La advertencia se produce días después de que Emiratos Árabes Unidos anunciara la suspensión de transacciones comerciales con Irán, en un contexto de creciente presencia de aeronaves militares estadounidenses en bases de la región.
Abdollahi señaló que «es improbable que un volumen similar de aeronaves militares, en particular aviones cisterna, esté en bases regionales sin el conocimiento de los países anfitriones».
«Nada queda oculto a nuestros ojos»
Advertencia a países ribereños del Golfo Pérsico
El general también se dirigió directamente a las naciones del Golfo que han manifestado públicamente su intención de no permitir el uso de su territorio contra Irán.
«Los países ribereños del Golfo Pérsico que han emitido declaraciones afirmando que no permitirán que EE.UU. utilice su territorio contra Irán deben saber que estamos plenamente al tanto de la situación»
Las declaraciones reflejan la tensión acumulada en la región tras meses de ataques recíprocos entre Irán, Estados Unidos e Israel, que han incluido objetivos militares, infraestructura energética y, en algunos casos, instalaciones civiles como plantas desalinizadoras.
Antecedentes del conflicto y posibles represalias
Fuentes iraníes citadas por Reuters y Financial Times han señalado que Teherán evalúa ampliar sus objetivos a bases estadounidenses en Europa, incluidas instalaciones en Bulgaria y Chipre, así como cables submarinos en el estrecho de Ormuz, si el conflicto se intensifica.

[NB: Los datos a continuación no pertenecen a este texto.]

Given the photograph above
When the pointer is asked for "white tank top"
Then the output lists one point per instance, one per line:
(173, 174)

En meses anteriores, la Guardia Revolucionaria y el Comando Conjunto iraní ya habían amenazado con atacar infraestructura energética y civil regional si se atacan instalaciones iraníes de energía o agua.
Irán ha reiterado que sus ataques se dirigen a objetivos estadounidenses o israelíes en territorio de terceros países, no a los países anfitriones en sí, aunque advierte que facilitar tales operaciones convierte sus instalaciones en objetivos legítimos.
Países del Golfo han condenado previamente los ataques iraníes como violaciones a su soberanía, en un escenario donde la suspensión comercial de Emiratos Árabes Unidos marca un nuevo escalón en la presión regional contra Teherán.